Em 1960, a telefonia no Brasil engatinhava. Para um telefonema entre Duque de Caxias (município do antigo Estado do Rio de Janeiro) e a Guanabara (ex-capital da República), a demora aproximada da chamada era de duas horas. Isso quando o número desejado não estivesse ocupado. Poucos telefones existiam naquela cidade da Baixada Fluminense. Tinha na delegacia, no Fórum, na Igreja, na Prefeitura, Câmara de Vereadores e, é claro, na casa do deputado. Os repórteres passavam as notícias por telefone, evitando o deslocamento até as suas redações. E o relacionamento com Tenório me proporcionava o conforto de esperar as ligações com o jornal na ampla sala da casa do parlamentar. Eu sabia que ele escutava (deixava um funcionário da Luta Democrática, jornal dele), escutando as novidades que eu transmitia para a Última Hora.

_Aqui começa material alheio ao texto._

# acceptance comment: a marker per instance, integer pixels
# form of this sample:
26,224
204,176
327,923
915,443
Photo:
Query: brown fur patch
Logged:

Tenório cansou de me alertar sobre o que se fala ao telefone: "qualquer assunto importante não deve ser dito ao telefone. Só pessoalmente". Ele temia as "escutas" clandestinas. Mas achava normal, nesse caso, usando as minhas informações no seu jornal diário. Eu sabia da manobra e não me importava. Os leitores do jornal dele não eram os mesmos do meu jornal. Tenório me usava e eu usava o telefone - tão precioso - dele. As "escutas" dessa época eram mais arcaicas. Somente uns quatro anos depois, quando aconteceu o golpe militar, em 1964, a arte da "escuta" já era mais profissional. Os "grampos" eram instalados pelos "arapongas" dos serviços de inteligência. E, até os dias de hoje, com a chegada do computador, internet, satélites, celulares, hackers, se formaram os profissionais no mundo. Mas alerta do Tenório está mais presente em minha memória: "assunto importante, só pessoalmente".

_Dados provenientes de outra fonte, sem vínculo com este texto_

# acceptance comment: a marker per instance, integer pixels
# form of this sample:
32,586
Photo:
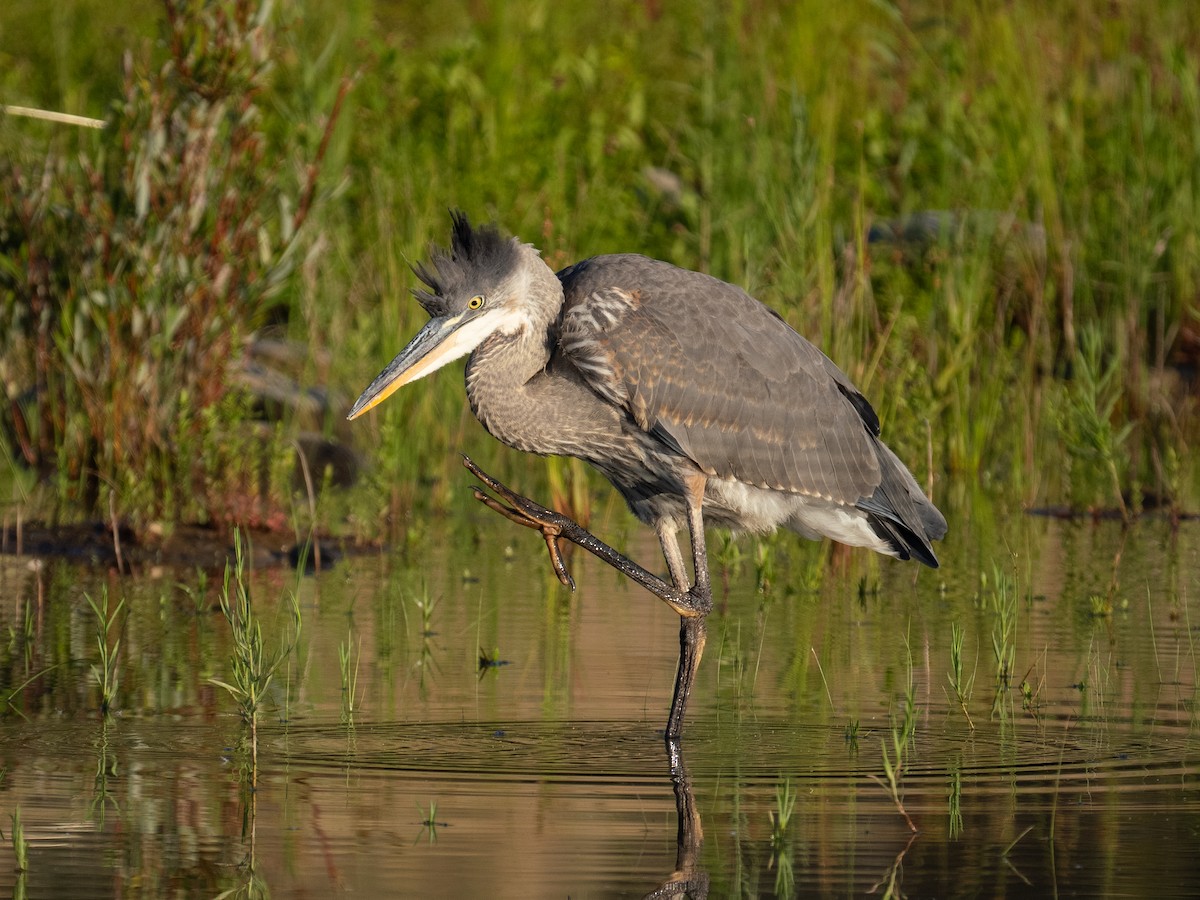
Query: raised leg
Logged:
691,605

Se o assunto é recordar as escutas de conversas alheias, então vamos tentar algumas: os serviços de espionagem, com emprego de alcaguetes - dedos duros, delatores - tem até os delatores profissionais. E, hoje em dia, as delações premiadas - usadas principalmente nas guerras, não são novidades. Na minha mente, entretanto, acho que um dos mais badalados dos casos foi o de Judas Escariotes. Em troca de 30 dinheiros, "entregou" Jesus aos Romanos. Será que esse é o primeiro caso de espionagem (a escuta da época) da Era Cristã?